Svetlana Karslioglu · web-flow · commit b0d2c647bfe0 · 2023-03-07T14:43:12.000-08:00
diff --git a/recipes_source/recipes/amp_recipe.py b/recipes_source/recipes/amp_recipe.py
@@ -11,15 +11,15 @@
 range of ``float32``.  Mixed precision tries to match each op to its appropriate datatype,
 which can reduce your network's runtime and memory footprint.
 
-Ordinarily, "automatic mixed precision training" uses `torch.autocast <https://pytorch.org/docs/stable/amp.html#torch.cuda.amp.autocast>`_ and
+Ordinarily, "automatic mixed precision training" uses `torch.autocast <https://pytorch.org/docs/stable/amp.html#torch.autocast>`_ and
 `torch.cuda.amp.GradScaler <https://pytorch.org/docs/stable/amp.html#torch.cuda.amp.GradScaler>`_ together.
 
 This recipe measures the performance of a simple network in default precision,
 then walks through adding ``autocast`` and ``GradScaler`` to run the same network in
 mixed precision with improved performance.
 
 You may download and run this recipe as a standalone Python script.
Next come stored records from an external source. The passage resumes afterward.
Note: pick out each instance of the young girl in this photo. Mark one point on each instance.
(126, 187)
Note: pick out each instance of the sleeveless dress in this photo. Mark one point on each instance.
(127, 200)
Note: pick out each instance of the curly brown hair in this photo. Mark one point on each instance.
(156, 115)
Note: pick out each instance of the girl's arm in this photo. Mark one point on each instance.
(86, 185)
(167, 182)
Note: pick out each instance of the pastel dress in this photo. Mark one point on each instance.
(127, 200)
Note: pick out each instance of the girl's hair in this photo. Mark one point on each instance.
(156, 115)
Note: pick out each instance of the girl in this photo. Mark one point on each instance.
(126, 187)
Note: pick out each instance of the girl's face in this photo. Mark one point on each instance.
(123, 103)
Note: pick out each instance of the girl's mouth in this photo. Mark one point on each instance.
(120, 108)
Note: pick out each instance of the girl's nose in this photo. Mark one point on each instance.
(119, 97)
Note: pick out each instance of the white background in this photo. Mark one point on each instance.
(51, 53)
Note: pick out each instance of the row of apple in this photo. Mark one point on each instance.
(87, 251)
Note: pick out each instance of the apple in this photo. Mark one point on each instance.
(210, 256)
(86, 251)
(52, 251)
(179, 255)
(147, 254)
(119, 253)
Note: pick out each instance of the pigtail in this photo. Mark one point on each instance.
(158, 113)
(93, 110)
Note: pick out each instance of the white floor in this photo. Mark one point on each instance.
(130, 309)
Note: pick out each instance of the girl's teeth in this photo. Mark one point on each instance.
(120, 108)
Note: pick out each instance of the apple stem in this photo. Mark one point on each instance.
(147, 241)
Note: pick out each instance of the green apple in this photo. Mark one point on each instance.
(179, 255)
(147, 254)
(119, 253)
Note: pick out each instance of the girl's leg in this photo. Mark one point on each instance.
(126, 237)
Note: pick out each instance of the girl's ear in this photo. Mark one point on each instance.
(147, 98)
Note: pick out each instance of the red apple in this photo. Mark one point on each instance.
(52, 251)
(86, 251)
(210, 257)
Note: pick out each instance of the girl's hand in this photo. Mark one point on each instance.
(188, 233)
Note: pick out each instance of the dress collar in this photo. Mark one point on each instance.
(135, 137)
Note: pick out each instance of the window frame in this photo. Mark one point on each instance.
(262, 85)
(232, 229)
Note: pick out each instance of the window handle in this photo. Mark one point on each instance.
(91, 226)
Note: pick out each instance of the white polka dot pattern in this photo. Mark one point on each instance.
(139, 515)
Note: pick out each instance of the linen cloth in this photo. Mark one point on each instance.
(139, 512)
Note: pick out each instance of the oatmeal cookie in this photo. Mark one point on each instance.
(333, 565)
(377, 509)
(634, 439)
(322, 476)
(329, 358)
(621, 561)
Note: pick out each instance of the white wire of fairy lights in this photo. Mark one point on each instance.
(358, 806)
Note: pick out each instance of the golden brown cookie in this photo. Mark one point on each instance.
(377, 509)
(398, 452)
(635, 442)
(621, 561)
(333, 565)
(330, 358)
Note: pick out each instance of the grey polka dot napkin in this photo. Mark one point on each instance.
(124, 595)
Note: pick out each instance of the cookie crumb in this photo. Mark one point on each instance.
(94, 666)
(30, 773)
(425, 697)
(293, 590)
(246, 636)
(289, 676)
-The only requirements are Pytorch 1.6+ and a CUDA-capable GPU.
+The only requirements are PyTorch 1.6 or later and a CUDA-capable GPU.
 
 Mixed precision primarily benefits Tensor Core-enabled architectures (Volta, Turing, Ampere).
 This recipe should show significant (2-3X) speedup on those architectures.
@@ -105,7 +105,7 @@ def make_model(in_size, out_size, num_layers):
 ##########################################################
 # Adding autocast
 # ---------------
-# Instances of `torch.cuda.amp.autocast <https://pytorch.org/docs/stable/amp.html#autocasting>`_
+# Instances of `torch.autocast <https://pytorch.org/docs/stable/amp.html#autocasting>`_
 # serve as context managers that allow regions of your script to run in mixed precision.
 #
 # In these regions, CUDA ops run in a dtype chosen by autocast
@@ -310,7 +310,7 @@ def make_model(in_size, out_size, num_layers):
 # 1. Disable ``autocast`` or ``GradScaler`` individually (by passing ``enabled=False`` to their constructor) and see if infs/NaNs persist.
 # 2. If you suspect part of your network (e.g., a complicated loss function) overflows , run that forward region in ``float32``
 #    and see if infs/NaNs persist.
-#    `The autocast docstring <https://pytorch.org/docs/stable/amp.html#torch.cuda.amp.autocast>`_'s last code snippet
+#    `The autocast docstring <https://pytorch.org/docs/stable/amp.html#torch.autocast>`_'s last code snippet
 #    shows forcing a subregion to run in ``float32`` (by locally disabling autocast and casting the subregion's inputs).
 #
 # Type mismatch error (may manifest as CUDNN_STATUS_BAD_PARAM)